I've had a look around and tried to find the answer to my question, however I can't find one specific enough to what I need so here goes:

- I have an iPod Classic original, and it's worked fine since I bought it. I have changed laptops in the time I've had it, and I decided as my iTunes was in such a mess on the old laptop, I'd simply start again and re-organise everything, then re-sync my iPod (i.e. I was quite happy to delete all original content on the iPod and start again, as I have all music stored on the PC).

When I had sorted out my iTunes and synced the iPod, it asked me if I wanted to erase all songs on the iPod and re-sync, so this was ideal! I did this, and it started syncing no problem, got about half way through. Then it encountered a problem transferring a song and it got jammed. It ended up with an error message saying the iPod might be corrupted, even though the iPod was working fine (although admittedly with only a few songs on it due to the interruption!).

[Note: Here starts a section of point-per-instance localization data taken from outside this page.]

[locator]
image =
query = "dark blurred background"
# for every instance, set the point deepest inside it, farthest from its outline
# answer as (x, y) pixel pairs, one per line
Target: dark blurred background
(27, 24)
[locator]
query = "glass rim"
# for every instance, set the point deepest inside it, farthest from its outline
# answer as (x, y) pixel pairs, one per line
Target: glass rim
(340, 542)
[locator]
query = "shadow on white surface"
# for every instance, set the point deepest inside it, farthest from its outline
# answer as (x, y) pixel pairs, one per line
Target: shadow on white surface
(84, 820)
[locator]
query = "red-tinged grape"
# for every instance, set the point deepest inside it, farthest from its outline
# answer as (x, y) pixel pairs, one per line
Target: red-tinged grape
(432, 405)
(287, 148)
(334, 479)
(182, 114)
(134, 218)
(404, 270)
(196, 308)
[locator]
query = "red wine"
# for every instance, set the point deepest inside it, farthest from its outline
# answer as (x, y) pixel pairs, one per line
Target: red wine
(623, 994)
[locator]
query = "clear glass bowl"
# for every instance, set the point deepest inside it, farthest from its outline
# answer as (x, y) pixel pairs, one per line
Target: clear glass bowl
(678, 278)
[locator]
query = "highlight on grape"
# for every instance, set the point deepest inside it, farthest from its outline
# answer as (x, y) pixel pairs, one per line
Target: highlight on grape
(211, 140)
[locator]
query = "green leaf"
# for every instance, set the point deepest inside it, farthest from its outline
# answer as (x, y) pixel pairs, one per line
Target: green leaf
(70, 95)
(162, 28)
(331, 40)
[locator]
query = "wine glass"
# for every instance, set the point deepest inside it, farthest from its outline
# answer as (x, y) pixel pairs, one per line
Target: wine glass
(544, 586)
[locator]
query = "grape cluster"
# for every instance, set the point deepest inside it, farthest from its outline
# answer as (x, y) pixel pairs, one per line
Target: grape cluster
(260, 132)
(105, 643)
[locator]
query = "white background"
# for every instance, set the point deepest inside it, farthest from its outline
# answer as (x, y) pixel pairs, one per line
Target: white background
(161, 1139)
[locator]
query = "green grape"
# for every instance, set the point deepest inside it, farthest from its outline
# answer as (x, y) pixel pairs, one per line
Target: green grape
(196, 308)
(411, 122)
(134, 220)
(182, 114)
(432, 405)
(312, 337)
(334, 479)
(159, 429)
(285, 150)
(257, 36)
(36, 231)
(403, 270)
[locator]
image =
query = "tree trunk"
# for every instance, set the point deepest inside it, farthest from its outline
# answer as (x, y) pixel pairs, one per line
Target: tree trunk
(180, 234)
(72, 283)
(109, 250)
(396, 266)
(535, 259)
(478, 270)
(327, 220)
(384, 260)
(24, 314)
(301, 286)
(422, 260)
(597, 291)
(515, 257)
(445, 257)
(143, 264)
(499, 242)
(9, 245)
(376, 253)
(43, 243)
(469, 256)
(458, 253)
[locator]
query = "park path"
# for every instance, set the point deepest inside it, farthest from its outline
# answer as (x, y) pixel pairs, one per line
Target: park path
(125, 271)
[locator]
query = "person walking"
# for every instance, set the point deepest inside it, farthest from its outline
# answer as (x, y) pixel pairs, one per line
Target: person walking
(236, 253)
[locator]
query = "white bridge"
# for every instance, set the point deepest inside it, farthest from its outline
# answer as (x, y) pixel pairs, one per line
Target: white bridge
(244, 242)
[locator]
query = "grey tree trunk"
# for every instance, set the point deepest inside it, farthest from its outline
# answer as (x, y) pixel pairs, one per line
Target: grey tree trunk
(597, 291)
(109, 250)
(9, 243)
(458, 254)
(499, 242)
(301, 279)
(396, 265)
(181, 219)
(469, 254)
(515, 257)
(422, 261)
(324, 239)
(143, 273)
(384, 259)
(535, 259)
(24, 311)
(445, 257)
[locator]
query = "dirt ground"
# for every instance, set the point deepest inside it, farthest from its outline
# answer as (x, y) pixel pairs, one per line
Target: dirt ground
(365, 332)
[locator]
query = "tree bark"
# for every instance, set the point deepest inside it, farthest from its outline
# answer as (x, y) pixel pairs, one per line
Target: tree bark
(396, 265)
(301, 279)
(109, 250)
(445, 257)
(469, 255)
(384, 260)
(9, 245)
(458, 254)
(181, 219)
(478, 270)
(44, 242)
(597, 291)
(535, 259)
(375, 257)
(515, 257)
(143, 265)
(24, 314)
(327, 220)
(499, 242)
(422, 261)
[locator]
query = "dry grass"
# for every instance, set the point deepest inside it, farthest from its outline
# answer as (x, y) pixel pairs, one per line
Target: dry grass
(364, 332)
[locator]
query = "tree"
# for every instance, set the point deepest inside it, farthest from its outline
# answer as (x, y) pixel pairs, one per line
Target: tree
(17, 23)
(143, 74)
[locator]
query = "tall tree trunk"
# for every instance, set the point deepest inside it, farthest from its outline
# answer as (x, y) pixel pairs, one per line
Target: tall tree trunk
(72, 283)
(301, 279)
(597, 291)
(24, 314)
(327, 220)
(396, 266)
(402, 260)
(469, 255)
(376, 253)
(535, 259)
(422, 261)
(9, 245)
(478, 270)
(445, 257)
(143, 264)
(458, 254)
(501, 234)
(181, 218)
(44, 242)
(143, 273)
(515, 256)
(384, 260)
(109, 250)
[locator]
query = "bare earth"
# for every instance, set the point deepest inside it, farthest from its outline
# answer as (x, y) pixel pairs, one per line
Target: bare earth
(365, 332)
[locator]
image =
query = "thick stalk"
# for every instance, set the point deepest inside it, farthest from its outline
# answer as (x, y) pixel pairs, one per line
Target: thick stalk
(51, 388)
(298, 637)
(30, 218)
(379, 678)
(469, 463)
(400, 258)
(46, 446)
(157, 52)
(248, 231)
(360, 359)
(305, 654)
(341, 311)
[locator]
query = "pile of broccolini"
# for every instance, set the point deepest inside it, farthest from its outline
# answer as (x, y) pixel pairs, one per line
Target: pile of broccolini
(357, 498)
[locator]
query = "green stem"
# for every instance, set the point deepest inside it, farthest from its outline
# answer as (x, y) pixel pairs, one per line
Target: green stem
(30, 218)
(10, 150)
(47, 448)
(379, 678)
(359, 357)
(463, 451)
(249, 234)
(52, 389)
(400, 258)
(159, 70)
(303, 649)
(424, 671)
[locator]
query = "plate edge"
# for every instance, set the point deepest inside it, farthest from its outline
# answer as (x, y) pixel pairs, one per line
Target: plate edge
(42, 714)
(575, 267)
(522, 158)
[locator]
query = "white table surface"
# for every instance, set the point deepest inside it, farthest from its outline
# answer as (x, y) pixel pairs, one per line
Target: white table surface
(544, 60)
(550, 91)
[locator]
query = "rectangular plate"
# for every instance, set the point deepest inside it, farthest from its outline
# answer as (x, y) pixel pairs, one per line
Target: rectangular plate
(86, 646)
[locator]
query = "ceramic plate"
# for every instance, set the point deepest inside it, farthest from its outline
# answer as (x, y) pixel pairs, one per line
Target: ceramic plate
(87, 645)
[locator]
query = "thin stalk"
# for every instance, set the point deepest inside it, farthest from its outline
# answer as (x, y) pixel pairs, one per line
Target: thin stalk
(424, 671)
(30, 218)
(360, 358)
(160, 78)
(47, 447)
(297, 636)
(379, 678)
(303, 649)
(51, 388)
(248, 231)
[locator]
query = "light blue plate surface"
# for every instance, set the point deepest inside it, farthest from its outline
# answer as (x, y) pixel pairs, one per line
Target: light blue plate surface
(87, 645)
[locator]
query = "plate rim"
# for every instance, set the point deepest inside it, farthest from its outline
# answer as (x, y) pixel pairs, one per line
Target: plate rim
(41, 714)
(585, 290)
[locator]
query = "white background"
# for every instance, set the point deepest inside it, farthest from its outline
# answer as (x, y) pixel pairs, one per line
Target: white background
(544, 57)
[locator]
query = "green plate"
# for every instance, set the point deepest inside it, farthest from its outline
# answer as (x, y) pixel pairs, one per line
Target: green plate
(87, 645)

iTunes (version 10) wouldn't even access it anymore, so I ended up having to format it on Windows (7), and then finally iTunes allowed me to restore it. So it's now a fully functioning iPod which has been put back to factory settings, however the issue I'm having is that iTunes is still refusing to recognize it without telling me it's corrupted! The reason my question differs from others is that the Internet seems awash with people wanting to recover their songs without hitting restore, but this really isn't an issue for me, I just want to be able to start again and have iTunes recognize it properly!

Any help or suggestions would be much appreciated, the iPod itself seems fine. Thanks!


----------